Incomplete reps, poor energy levels, longer-than-desired workouts, and poor-quality results can make you feel like your time in the gym has been wasted. So that you can optimize your training and give the best of yourself, we give you some tips that will help you improve your performance and devour weights like a real animal.
Take low glycemic index carbohydrates two hours before
Proteins are the bricks that build muscle, but quality carbohydrates are essential to give us all the energy we need when facing irons. Oatmeal is one of the best options out there, but you can also go for fruit, a boiled potato or a couple of slices of whole wheat bread.
Coffee half an hour before training
Since caffeine acts on the feeling of tiredness, it is ideal for improving sports performance, and more so in physical exercises that last for a certain time. Scientific reports positively linking caffeine to physical exercise date back to the mid-20th century. Other studies also link caffeine with an ergogenic effect, that is, with an improvement in muscle strength.

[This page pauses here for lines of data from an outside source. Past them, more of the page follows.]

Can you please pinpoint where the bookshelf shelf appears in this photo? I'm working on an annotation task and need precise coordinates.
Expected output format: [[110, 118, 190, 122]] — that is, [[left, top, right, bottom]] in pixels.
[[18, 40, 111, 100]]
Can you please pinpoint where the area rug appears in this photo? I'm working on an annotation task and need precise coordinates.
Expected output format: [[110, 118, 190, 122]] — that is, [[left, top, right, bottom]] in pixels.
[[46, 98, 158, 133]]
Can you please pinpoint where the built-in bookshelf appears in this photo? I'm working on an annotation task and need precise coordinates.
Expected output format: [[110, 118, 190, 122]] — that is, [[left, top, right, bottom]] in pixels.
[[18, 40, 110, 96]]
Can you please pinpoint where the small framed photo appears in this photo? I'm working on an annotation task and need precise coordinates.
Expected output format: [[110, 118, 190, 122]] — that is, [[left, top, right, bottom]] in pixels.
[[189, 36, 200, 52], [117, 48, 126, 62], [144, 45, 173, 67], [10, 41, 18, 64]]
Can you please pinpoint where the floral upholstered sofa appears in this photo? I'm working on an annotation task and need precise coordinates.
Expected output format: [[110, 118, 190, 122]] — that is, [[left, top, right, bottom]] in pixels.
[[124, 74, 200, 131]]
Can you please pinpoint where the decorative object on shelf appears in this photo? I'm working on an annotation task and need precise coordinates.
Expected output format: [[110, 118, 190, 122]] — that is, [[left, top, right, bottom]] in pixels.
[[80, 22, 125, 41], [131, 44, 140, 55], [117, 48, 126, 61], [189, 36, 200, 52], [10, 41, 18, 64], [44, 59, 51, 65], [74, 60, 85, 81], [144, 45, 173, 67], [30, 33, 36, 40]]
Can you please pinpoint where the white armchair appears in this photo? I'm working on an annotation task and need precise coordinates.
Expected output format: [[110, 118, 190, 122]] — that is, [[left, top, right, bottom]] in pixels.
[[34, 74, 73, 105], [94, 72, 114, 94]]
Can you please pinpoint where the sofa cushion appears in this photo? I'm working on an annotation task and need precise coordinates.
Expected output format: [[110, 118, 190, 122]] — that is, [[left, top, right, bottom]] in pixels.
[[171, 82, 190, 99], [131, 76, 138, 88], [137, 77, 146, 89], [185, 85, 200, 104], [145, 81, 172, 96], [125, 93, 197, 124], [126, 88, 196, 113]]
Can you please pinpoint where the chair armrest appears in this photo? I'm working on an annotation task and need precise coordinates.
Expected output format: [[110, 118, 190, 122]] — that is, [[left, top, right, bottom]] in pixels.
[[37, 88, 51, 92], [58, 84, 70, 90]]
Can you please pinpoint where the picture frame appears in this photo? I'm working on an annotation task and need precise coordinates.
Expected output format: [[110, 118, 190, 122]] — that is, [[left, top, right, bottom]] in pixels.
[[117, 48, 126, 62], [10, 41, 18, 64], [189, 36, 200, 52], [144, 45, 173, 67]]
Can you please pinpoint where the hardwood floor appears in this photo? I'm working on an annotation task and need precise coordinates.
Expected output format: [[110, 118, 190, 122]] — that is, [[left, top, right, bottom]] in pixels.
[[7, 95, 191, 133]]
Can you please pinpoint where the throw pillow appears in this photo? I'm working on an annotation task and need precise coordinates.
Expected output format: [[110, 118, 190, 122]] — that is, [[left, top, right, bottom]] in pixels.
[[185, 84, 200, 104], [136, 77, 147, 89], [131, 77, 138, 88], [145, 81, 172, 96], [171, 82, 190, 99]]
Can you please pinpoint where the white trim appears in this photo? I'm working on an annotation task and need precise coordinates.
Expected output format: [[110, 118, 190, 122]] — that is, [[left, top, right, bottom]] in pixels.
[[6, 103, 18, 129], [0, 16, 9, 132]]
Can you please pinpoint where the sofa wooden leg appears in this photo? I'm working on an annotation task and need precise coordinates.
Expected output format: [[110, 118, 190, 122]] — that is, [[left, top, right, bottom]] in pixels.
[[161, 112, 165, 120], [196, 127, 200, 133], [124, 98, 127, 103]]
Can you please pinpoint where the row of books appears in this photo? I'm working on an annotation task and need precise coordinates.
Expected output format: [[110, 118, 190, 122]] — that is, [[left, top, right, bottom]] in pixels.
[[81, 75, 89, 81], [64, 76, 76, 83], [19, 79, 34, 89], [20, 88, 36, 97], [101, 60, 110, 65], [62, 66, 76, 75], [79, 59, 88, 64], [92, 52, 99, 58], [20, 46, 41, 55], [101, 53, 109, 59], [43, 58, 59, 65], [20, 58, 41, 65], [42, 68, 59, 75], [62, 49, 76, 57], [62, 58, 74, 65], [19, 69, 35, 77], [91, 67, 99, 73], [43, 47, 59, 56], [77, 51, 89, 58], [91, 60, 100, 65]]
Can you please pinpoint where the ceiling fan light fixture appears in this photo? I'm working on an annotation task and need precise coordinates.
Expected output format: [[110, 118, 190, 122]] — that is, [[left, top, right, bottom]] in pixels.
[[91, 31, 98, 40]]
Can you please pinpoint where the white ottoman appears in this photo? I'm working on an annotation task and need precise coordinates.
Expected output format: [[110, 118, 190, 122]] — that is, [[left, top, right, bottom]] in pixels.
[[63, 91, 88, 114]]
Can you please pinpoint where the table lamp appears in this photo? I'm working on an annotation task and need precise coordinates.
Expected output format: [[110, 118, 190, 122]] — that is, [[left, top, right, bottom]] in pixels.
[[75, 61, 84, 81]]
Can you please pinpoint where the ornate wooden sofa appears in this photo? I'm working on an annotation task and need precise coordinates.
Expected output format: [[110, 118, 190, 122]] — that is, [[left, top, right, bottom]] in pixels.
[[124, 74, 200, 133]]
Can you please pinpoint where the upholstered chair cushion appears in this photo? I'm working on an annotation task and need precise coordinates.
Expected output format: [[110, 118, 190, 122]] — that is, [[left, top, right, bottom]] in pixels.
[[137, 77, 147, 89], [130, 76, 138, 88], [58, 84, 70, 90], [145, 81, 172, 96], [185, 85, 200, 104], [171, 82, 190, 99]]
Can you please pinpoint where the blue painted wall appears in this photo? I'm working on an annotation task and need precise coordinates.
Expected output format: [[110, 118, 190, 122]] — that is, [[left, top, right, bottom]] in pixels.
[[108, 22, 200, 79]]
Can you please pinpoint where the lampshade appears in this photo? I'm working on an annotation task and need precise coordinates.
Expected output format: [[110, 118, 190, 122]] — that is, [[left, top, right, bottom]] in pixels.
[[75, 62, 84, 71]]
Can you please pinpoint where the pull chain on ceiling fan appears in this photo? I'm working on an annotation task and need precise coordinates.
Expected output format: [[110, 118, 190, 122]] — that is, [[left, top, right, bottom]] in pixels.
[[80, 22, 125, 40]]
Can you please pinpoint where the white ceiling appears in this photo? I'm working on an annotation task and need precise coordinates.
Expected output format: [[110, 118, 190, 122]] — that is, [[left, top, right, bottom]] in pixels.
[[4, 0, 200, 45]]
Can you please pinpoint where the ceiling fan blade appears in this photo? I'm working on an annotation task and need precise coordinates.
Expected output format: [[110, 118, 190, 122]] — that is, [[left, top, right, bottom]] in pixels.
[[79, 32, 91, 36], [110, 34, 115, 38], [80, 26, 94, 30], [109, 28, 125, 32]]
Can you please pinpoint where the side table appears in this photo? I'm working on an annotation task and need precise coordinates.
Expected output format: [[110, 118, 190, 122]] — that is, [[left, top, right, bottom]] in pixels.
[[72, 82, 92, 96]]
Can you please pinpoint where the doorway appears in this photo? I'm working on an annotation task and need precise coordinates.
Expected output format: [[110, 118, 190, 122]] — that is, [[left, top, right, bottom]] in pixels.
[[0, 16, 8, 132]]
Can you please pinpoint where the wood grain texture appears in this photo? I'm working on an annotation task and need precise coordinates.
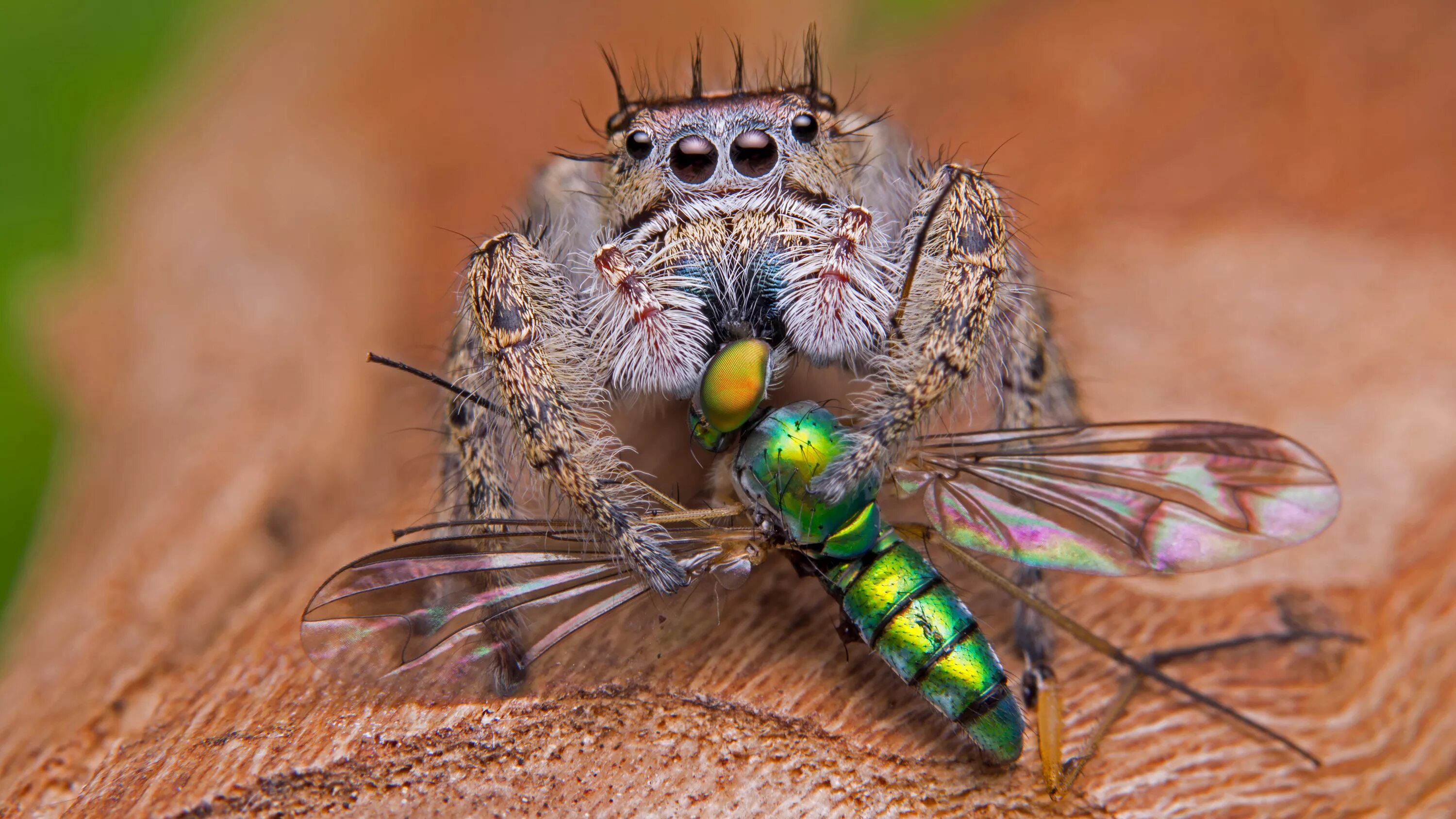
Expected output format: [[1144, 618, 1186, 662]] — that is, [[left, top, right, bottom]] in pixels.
[[0, 0, 1456, 818]]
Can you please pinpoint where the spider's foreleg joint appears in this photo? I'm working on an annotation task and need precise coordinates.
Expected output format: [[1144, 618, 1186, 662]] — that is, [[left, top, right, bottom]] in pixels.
[[467, 233, 686, 592]]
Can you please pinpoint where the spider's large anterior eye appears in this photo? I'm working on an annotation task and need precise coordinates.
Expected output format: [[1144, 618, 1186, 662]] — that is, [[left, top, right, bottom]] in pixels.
[[728, 131, 779, 176], [789, 114, 818, 143], [667, 135, 718, 185], [628, 131, 652, 162]]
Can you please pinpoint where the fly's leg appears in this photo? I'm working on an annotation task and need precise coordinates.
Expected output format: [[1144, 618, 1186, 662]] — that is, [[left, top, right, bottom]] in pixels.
[[1042, 620, 1364, 799], [814, 164, 1013, 502], [466, 233, 686, 593], [994, 274, 1083, 791]]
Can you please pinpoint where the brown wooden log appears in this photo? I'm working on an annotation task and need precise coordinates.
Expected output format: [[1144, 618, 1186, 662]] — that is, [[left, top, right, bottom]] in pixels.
[[0, 0, 1456, 816]]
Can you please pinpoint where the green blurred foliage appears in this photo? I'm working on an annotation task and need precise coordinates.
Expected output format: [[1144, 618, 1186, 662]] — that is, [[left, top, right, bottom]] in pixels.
[[0, 0, 242, 617], [850, 0, 992, 42]]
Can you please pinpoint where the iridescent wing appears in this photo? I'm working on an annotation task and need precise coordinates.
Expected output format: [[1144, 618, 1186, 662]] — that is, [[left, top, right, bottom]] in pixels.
[[894, 422, 1340, 574], [300, 515, 761, 700]]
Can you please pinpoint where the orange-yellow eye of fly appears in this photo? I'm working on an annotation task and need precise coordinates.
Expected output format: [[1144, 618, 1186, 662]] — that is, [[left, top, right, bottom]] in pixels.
[[697, 339, 772, 432]]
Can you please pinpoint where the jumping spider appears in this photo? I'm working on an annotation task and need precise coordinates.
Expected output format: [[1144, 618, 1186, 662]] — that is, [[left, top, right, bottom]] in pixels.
[[446, 36, 1080, 688]]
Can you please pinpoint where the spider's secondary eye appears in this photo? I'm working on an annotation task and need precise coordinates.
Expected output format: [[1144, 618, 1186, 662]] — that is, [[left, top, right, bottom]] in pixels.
[[728, 131, 779, 176], [667, 135, 718, 185], [628, 131, 652, 162], [789, 114, 818, 143]]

Avoid large amounts of fat before training
Fats in themselves are not bad, quite the opposite. The problem is that they are digested very slowly, so it is not recommended to take them two hours before training if you do not want to have flatulence or gastric problems. At the time of exercise, we want all of our blood available to flow to our muscles, so eating large meals before training is not recommended.
Don’t forget your creatine supplement
The most common way to consume creatine is before exercise, with food or a drink, although when we consume it is not really relevant, since creatine acts when the saturation level is reached in the cells. Therefore, it is not a bad choice to take it after exercise or at any other time of the day. According to a study published in Sports Medicine, the consumption of creatine produces a significant increase in body mass, without reducing the percentage of body fat and does not produce a greater increase in lean mass than that caused by strength training alone. .
Don’t train to failure on every set.
If you train to failure on every set, you’re going to run out of steam before you finish your workout. A meta-analysis published in the journal Sports Medicine last year conducted a systematic review of eight studies that compared training without reaching failure with training in which muscle failure was reached. The conclusions were that there were no significant differences in strength and muscular development between these two types of methods. According to the authors of the research, “it seems unnecessary to perform failure training to maximize muscle strength.”
train with music
A study conducted at the Weider Research Group found that when trained weight lifters performed a shoulder exercise while listening to music, they were able to complete an average of 1-2 more reps. So to add another source of motivation, create a playlist of your favorite songs that get your adrenaline pumping when it comes to training.
Save cardio for after weights
Whether our goal is to gain muscle or lose fat, the choice is clear: using weights we will use all our glycogen and achieve greater strength than if we do it the other way around. That is, if we do cardiovascular exercise before the weights, we will arrive at the machines more tired and with less energy, because we will have wasted a large part of our glycogen in cardio. If we do our weight session earlier, our glycogen will have been emptied to a greater extent, and we will reach cardiovascular exercise in an optimal way to burn fat.